Access Type

Open Access Dissertation

Date of Award

January 2013

Degree Type


Degree Name




First Advisor

Christine S. Chow


Nucleic acids undergo both global and local conformational changes that are important for their function. Structural studies have over the decades been invaluable in elucidation of various biomolecular mechanisms, hence contributing significantly to the understanding of biological events. However, a clear understanding of how molecules function in the cellular context requires investigation of their interconversion between multiple conformations, including mapping the folding landscape and any coupled changes in conformation. Work in this thesis focuses on fluorescence experiments, mainly at a single-molecule level to investigate such processes.

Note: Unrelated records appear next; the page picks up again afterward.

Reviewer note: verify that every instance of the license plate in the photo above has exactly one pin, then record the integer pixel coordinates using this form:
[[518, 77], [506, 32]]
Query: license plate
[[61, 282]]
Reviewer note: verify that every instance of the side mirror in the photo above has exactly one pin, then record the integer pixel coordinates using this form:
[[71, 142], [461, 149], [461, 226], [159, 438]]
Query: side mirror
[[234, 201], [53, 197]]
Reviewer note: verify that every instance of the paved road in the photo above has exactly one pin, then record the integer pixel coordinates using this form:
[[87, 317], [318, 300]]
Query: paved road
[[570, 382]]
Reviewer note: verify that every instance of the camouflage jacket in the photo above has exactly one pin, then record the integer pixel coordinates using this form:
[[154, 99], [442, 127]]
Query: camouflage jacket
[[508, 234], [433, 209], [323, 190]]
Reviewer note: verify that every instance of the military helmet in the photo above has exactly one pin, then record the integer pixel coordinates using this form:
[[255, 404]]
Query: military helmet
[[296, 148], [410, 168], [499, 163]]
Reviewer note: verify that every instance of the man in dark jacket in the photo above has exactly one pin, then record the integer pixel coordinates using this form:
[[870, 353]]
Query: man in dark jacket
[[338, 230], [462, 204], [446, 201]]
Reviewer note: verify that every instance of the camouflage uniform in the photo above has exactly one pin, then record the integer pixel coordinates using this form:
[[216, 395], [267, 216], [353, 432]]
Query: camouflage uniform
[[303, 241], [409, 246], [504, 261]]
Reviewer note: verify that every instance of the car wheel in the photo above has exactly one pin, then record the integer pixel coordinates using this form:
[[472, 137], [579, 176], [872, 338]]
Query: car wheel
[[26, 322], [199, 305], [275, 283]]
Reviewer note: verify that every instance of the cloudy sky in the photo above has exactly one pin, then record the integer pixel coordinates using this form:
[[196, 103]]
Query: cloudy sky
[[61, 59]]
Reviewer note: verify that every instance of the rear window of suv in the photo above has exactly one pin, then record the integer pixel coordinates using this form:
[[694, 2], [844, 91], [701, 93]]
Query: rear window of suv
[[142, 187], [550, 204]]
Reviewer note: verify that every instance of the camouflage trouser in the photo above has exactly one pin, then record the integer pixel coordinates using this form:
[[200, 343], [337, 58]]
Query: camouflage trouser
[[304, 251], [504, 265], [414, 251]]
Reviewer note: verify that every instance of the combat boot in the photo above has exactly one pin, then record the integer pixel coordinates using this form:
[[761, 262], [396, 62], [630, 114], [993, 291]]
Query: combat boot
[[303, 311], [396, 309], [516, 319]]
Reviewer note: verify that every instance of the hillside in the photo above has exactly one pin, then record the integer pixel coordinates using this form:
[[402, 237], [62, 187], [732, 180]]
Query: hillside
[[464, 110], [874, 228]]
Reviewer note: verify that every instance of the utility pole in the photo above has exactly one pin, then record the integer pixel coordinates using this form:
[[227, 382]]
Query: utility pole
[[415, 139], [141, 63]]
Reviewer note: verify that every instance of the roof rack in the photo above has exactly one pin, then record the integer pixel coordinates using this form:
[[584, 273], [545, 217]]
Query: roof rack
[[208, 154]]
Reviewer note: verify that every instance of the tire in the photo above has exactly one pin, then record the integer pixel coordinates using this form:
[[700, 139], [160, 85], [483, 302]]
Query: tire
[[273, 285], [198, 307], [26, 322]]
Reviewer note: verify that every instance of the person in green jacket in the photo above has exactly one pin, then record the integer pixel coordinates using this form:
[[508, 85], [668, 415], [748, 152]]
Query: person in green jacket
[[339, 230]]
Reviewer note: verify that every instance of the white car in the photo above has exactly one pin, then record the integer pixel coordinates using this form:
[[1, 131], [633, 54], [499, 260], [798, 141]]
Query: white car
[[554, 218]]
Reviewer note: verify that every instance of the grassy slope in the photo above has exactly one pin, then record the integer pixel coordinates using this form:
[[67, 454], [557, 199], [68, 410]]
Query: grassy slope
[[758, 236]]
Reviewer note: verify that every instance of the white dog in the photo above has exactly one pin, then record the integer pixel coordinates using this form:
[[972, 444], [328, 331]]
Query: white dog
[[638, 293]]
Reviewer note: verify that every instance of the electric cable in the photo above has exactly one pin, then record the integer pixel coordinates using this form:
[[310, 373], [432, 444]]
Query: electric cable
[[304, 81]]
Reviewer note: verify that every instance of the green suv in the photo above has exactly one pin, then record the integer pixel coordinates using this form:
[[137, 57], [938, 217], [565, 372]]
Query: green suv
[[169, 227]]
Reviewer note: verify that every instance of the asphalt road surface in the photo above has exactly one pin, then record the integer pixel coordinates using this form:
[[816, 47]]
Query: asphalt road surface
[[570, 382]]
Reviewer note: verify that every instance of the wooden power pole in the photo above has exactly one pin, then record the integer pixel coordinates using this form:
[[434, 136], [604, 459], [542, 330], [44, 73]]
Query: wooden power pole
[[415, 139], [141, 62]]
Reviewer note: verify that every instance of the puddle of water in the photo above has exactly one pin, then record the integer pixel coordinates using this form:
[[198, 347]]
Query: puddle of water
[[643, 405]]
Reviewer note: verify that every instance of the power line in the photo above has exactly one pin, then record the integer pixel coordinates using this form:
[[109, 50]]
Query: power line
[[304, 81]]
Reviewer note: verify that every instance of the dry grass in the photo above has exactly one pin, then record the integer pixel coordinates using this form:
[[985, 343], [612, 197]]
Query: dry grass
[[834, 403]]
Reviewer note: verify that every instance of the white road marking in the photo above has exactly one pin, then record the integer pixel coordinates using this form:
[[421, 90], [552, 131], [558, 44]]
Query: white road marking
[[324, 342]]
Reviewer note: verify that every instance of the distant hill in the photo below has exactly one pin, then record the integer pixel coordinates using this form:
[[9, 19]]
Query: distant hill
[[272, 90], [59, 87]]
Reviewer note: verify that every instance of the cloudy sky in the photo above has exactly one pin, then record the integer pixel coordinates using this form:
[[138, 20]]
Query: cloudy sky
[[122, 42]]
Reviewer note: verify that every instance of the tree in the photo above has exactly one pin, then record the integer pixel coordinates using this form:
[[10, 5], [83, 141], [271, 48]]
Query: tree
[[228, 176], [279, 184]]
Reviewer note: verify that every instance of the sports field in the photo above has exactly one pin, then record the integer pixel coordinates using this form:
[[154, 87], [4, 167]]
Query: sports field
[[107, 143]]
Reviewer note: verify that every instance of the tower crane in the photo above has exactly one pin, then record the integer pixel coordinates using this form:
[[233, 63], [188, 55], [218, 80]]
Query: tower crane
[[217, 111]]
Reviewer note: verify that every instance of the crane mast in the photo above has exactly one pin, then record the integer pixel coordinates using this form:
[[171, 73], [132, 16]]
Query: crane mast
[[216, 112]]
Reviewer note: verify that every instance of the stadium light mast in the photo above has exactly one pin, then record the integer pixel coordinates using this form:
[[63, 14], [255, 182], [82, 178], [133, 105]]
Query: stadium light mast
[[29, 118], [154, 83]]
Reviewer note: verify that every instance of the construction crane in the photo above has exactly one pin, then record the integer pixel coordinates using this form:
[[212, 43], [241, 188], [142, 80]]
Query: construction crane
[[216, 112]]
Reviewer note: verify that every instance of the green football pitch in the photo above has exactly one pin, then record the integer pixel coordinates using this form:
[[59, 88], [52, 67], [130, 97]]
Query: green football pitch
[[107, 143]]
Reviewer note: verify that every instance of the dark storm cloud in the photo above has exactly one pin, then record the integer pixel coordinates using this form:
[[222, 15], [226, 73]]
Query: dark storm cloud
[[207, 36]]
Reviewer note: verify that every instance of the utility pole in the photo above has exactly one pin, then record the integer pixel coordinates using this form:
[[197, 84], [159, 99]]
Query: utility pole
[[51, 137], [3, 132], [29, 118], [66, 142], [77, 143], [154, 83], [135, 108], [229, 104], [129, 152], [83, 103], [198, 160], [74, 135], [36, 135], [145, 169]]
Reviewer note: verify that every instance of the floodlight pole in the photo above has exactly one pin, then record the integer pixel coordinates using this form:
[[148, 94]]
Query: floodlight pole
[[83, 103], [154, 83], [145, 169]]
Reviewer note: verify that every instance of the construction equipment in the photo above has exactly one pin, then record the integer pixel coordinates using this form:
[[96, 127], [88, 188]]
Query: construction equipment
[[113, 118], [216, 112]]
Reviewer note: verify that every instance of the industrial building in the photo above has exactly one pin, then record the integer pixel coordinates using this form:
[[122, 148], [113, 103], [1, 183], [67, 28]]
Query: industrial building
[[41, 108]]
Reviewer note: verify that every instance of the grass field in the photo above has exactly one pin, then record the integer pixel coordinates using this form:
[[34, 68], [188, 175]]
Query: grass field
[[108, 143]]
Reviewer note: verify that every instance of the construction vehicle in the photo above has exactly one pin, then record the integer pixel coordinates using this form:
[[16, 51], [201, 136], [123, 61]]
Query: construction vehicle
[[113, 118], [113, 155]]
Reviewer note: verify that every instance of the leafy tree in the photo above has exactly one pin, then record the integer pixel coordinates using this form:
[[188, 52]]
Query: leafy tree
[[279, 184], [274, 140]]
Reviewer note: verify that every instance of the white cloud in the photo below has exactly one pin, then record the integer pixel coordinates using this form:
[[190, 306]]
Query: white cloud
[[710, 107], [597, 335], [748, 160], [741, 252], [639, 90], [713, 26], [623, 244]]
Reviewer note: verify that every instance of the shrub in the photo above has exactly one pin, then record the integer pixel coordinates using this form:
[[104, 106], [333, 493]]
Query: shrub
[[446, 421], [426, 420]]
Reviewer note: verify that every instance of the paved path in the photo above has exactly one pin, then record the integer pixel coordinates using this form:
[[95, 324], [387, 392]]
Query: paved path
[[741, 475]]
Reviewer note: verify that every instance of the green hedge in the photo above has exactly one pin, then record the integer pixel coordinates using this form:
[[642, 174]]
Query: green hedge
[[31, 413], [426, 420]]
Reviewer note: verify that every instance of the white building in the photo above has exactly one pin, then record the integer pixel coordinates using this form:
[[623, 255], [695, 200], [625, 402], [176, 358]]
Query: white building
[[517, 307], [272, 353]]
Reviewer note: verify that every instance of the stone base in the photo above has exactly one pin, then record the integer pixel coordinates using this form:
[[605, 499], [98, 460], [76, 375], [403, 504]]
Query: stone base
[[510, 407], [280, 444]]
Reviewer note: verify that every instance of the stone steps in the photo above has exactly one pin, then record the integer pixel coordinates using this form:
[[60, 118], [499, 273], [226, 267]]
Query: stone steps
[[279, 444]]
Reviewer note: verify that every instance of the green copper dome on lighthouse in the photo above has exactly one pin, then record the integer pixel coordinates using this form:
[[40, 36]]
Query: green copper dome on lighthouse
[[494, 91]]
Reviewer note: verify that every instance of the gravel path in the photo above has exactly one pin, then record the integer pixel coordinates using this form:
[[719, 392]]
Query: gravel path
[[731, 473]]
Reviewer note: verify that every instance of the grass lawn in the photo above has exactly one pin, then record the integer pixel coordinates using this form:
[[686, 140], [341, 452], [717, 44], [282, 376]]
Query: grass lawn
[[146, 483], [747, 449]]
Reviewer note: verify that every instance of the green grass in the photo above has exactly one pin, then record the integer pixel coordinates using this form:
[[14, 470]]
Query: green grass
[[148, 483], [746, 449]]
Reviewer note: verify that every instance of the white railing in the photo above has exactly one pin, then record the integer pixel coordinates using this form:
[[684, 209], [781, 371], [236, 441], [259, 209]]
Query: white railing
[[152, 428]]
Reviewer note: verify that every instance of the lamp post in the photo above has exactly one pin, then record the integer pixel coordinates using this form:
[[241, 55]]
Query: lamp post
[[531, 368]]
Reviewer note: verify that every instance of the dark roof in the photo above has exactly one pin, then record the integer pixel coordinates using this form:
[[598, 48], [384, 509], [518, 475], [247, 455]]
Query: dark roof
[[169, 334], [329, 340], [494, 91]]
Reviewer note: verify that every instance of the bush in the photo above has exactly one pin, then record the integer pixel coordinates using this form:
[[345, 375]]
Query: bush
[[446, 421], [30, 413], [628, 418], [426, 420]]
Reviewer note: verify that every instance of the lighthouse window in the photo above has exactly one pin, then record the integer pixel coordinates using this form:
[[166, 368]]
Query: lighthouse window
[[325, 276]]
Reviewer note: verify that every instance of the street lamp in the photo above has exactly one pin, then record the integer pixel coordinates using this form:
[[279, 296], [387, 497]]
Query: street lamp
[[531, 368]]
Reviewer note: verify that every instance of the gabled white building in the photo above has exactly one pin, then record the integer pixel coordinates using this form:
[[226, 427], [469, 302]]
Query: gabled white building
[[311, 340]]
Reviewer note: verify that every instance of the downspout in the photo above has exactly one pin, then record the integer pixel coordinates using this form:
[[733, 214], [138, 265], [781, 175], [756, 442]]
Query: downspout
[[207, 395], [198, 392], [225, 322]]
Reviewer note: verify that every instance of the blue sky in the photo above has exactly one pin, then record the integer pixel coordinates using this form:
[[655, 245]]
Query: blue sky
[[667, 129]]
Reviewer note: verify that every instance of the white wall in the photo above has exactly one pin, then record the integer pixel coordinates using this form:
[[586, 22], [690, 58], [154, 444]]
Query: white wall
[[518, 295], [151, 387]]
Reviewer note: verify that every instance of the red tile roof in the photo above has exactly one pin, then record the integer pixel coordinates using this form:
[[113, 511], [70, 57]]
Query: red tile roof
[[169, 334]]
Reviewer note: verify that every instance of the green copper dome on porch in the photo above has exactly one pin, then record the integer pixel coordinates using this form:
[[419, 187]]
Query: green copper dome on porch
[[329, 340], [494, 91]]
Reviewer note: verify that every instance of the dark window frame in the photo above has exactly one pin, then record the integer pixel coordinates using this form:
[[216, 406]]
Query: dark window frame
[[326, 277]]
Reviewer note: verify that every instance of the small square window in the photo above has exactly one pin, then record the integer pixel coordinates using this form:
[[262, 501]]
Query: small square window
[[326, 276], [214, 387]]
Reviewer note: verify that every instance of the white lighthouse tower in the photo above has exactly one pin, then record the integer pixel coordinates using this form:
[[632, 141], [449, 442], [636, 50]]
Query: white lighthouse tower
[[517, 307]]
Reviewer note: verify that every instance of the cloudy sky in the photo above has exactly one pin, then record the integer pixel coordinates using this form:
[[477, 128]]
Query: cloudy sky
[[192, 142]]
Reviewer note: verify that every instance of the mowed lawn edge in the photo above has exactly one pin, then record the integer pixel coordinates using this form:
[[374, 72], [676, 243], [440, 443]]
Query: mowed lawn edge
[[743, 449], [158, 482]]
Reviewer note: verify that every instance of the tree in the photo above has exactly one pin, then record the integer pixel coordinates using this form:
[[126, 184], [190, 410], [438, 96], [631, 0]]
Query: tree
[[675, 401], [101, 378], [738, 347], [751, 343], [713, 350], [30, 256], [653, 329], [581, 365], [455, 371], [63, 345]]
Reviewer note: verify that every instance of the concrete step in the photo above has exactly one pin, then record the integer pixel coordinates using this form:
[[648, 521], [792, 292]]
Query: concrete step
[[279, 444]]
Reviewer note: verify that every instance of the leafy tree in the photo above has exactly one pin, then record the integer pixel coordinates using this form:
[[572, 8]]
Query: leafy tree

First, a novel single-molecule approach is described focusing on local dynamics within nucleic acids and taking advantage of the fluorescent properties of 2-aminopurine (2AP) and pyrrolo-cytosine (PC) to study local dynamics at single base resolution. A click chemistry-based, single-molecule immobilization methodology that enables sufficient minimization of background fluorescence to allow single-molecule detection was utilized. In the absence of stacking interactions, both PC and 2AP fluoresce steadily for several seconds hence demonstrating their sufficient photostability for single-molecule utilization. Local dynamics using 2AP across a DNA abasic-site mimic, SAM-1 riboswitch binding pocket reorganization, and tRNAPro 3' end are reported.

Additionally, RNA global motions in conditions with molecular crowding, which mimics the cellular environment, are reported using the cyclic-diguanylate monophosphate (c-di-GMP) riboswitch aptamer domain as a model. Riboswitches are examples of gene-regulating elements that normally act in cis to their host mRNAs and are hence located within their 5' untranslated regions. in vivo, the intracellular physiology, which is highly crowded, dictates the folding landscape of RNAs. Macromolecular crowding influences, and hence alters, the riboswitch folding pathway, and subsequently may change their mode of ligand/substrate recognition in comparison to experiments in a non-crowded medium. Single-molecule and steady-state FRET studies show that the presence of molecular crowding enhances docking of the ubiquitous bacterial c-di-GMP riboswitch aptamer region even in the absence of it's metabolite. The adoption of a structure reminiscent of the ligand-bound form implies that in vivo the riboswitch can fully fold, and hence, ligand binding may only require minimal rearrangements. This may further decrease the time between ligand-recognition, interaction, and transcription enhancement.